Now for how the code works (not my code, it was inherited):
- Find all resorts (with the keyword in the name, or all resorts; with their stand groups).
- Get the date range start and finish from the request.
- Loop through each of the resorts to check their availability:
3.1. Get all the stand group for this resort, and loop through each of them:
3.1.1. Now we get a collection of DateRate (the table in the database that contains an entry for each stand, for every day, and is also what is used to link the stand to a booking on a date - currently this table contains ~50k rows, and this is for a single resort with about 250 stands total, for a few months) with the stands where the stand is in the current stand group and the dates in the correct range, that have a booking associated, or which is locked (dates get locked when someone choose a stand to prevent someone else to book it while one is checking out). This collection serves as the invert of the data we want.

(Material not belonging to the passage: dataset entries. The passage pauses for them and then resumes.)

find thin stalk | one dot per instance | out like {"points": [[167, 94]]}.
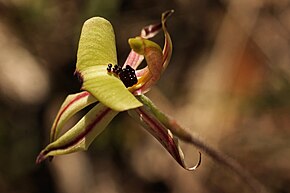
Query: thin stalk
{"points": [[196, 141]]}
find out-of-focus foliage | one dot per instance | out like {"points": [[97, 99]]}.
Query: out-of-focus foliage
{"points": [[228, 81]]}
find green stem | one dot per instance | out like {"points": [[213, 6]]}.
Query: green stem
{"points": [[193, 139]]}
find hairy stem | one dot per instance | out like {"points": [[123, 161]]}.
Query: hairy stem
{"points": [[196, 141]]}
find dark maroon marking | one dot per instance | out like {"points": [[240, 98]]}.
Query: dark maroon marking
{"points": [[66, 107], [127, 75], [79, 138], [158, 128], [79, 76], [152, 29]]}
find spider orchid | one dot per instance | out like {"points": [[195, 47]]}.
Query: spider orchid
{"points": [[113, 89]]}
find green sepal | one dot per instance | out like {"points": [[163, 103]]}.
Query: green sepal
{"points": [[82, 134], [96, 50], [108, 89]]}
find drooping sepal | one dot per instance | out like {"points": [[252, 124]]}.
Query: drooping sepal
{"points": [[156, 59], [108, 89], [80, 136], [72, 104], [162, 134]]}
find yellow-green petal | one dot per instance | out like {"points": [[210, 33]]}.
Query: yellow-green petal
{"points": [[108, 89]]}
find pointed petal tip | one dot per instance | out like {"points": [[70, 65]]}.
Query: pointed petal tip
{"points": [[196, 165], [40, 158]]}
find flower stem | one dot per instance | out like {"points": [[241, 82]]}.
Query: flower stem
{"points": [[196, 141]]}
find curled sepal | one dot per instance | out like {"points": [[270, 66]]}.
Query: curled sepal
{"points": [[80, 136], [71, 105], [157, 59], [108, 89], [162, 134]]}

3.1.2. Using the stand_id of the above collection (made into an array), a new query is run on the DateRate table, which excludes the dates where it is associated with any of the bookings from 3.1.1.
3.1.3. Finally the number of stands (in this stand group) is counted (it is not counted in the query, since its data is further used to see if there is a special on these stands, but that check is quick).
The main slowdown happens in the 3.1. sub-items where it queries the same table twice, to get an inverted collection and then what we need.
The code in the slow section
$unavailable_stands_booked = DateRate::with('stand')
->select(['stand_id'])
->whereHas('stand', function($query) use ($stand_group_id) {
$query->where('stand_group_id', $stand_group_id);
})
->where('date', '>=', $check_in_date)
->where('date', '<', $check_out_date)
->where(function($q) {
$q->whereNotNull('booking_id')
->orWhereNotNull('import_id')
->orWhere('unavailable', 1)
->orwhere('locked_until', '>=', Carbon::now('GMT+2')->toDateTimeString());
})
->distinct()
->get();
$unavailable_stand_ids = [];
foreach ($unavailable_stands_booked as $key => $unavailable_stand) {
$unavailable_stand_ids[$unavailable_stand->stand_id] = $unavailable_stand->stand_id;
}
$stands_available = DateRate::with('stand')
->select(['stand_id'])
->whereHas('stand', function($query) use ($stand_group_id) {
$query->where('stand_group_id', $stand_group_id);
})
->where('date', '>=', $check_in_date)
->where('date', '<', $check_out_date)
->whereNotIn('stand_id', $unavailable_stand_ids)
->distinct()
->get();
//do specials check, and count the number available
My questions are:
- How do I make it go faster? Ideally I don’t want to change too much, but speed is very important.
- What type of caching will make this work even better? These checks are unique for each visitor, and when one creates a booking, the cached data is no longer good.
- How are these types of websites typically built?
The website is hosted in a dedicated environment, with all the resources it might need, but it is simply slow.